Earlier this week, my colleague Kristen Waggoner argued 303 Creative LLC v. Elenis in the Supreme Court of the United States for Alliance Defending Freedom. From the oral argument, it seemed that a majority of the Supreme Court justices were committed to reaffirming the First Amendment’s free speech guarantees. Those principles—the promise that every American is free to believe, think, and speak consistently with their deepest convictions—are foundational to our ability to govern ourselves.
Lorie Smith is a Christian website design artist, and her faith influences all aspects of her life, including the websites she creates. She decides which projects to design based on the message requested and never on the identity of her client. As a believer, she can only create custom websites consistent with her faith.
At the outset, this case is about speech. Protections against discriminatory conduct against LGBT individuals will remain in place. In this case, Colorado goes further, claiming the power to force Lorie to say something she doesn’t believe about marriage—even if doing so violates her religious beliefs. 303 Creative thus raises deeply significant questions about whether government may force people to speak and promote messages with which they disagree.
The parties (Colorado and Lorie Smith) and the lower courts all agree that Lorie is willing to serve everyone regardless of their race, religion, or sexual orientation and that she will gladly create custom websites for anyone, including her LGBT clients. The parties and the lower courts also agree that Lorie’s custom wedding websites use words, pictures, and graphics to tell a couple’s unique love story. Lorie’s websites are, in a word, speech. But Colorado says it may force Lorie to say something she doesn’t believe.
In a staggering decision, the U.S. Court of Appeals for the Tenth Circuit held that Colorado may force Lorie to speak in violation of her most deeply held convictions. Judge Tymkovich, who disagreed with the ruling, was right to call government-compelled speech an “existential threat to the most sacred freedoms.”
Colorado’s argument would relegate every commissioned speaker, every writer, artist, photographer, and mom with an Etsy side hustle to second-class First Amendment status.
Yet, when arguing before the Supreme Court, Colorado went even further. Colorado now argues that the First Amendment does not apply at all because its public-accommodation law applies to sales transactions. But this argument would relegate every commissioned speaker, every writer, artist, photographer, and mom with an Etsy side hustle to second-class First Amendment status. As several justices noted at oral argument, it would mean that a Republican speechwriter could be forced to draft a speech for a Democratic candidate and vice versa.
At oral argument, the justices pressed Colorado on its position that the state could force Lorie to imagine, create, and publish messages that violate her conscience. Justices Gorsuch emphasized that Lorie objects only to the what (the message) and not the who (the person). Indeed, the Biden Administration conceded that the First Amendment protects artists and speakers who decline to speak messages they would refuse to speak for anyone—unless that message involves Christian beliefs about marriage.

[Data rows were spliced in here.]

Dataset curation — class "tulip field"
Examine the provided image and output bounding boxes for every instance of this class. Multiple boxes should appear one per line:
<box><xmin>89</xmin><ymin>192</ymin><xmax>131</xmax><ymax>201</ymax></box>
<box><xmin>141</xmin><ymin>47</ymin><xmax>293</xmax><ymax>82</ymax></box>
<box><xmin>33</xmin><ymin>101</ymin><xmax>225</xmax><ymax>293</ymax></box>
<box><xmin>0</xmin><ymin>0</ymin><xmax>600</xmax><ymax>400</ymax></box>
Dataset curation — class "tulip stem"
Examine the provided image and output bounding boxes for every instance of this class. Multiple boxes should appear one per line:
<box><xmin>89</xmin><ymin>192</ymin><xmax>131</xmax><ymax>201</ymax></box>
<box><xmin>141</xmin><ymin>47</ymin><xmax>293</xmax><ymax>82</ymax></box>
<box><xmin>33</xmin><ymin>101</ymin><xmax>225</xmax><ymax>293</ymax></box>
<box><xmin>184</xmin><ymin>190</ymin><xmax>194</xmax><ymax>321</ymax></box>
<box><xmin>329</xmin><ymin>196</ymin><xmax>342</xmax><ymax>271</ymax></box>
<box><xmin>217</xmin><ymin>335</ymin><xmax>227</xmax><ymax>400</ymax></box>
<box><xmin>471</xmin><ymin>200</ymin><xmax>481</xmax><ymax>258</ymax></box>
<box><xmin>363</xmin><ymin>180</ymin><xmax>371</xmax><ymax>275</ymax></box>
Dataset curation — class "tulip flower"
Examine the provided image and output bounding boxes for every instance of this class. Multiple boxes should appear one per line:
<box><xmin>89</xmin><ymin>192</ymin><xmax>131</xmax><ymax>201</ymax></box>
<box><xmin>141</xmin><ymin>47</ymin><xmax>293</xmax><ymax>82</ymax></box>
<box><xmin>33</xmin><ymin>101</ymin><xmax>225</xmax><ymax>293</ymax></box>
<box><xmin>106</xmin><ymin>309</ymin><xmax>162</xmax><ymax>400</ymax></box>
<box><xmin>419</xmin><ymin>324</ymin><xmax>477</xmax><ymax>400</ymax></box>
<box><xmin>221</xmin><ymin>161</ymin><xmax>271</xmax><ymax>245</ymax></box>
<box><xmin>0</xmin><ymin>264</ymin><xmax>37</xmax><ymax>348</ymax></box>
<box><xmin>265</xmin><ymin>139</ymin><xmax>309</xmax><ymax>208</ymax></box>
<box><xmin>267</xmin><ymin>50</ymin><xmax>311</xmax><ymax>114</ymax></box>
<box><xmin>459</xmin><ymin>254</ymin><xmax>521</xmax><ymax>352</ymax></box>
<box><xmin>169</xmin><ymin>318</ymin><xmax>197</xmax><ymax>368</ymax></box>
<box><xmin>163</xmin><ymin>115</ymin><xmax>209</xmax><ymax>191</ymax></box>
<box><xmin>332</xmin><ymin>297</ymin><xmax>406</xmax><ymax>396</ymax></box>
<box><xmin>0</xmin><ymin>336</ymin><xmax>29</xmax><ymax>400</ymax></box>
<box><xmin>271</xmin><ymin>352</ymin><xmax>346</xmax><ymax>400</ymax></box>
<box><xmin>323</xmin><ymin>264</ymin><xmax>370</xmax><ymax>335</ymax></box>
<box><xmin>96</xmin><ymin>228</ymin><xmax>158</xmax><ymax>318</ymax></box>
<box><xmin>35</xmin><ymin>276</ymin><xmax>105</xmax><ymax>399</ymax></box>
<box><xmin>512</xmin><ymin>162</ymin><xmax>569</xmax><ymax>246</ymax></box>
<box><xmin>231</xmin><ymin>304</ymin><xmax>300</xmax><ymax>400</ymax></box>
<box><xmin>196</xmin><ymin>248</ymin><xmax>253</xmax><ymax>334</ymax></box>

Hypotheticals from Justice Barrett showed the Biden Administration’s error. Lorie’s attorney explained that she cannot design wedding websites for heterosexual couples that violate her religious beliefs any more than she can design a same-sex wedding website for anyone. For Lorie, it is the message, and not the person that matters.
The oral argument in this case showed just how suspect compelled speech is in the Supreme Court’s jurisprudence. And for good reason. As Justice Alito has explained for the Court, when speech is compelled, “individuals are coerced into betraying their convictions.” Or in the words of Frederick Douglass, “Liberty is meaningless where the right to utter one’s thoughts and opinions has ceased to exist.”
The freedom to speak is the essence of self-government. It grounds our political system. It furthers the search for truth. As the Supreme Court put it in New York Times v. Sullivan, the First Amendment reflects “a profound national commitment to the principle that debate on public issues should be uninhibited, robust, and wide-open.” The Court thus has long held that it is “a basic First Amendment principle that ‘freedom of speech prohibits the government from telling people what they must say.’”
303 Creative tests whether that foundational principle remains true today. It is about much more than marriage. For the sake of all Americans, it is imperative that the Supreme Court preserve our right to choose when to speak and when to remain silent.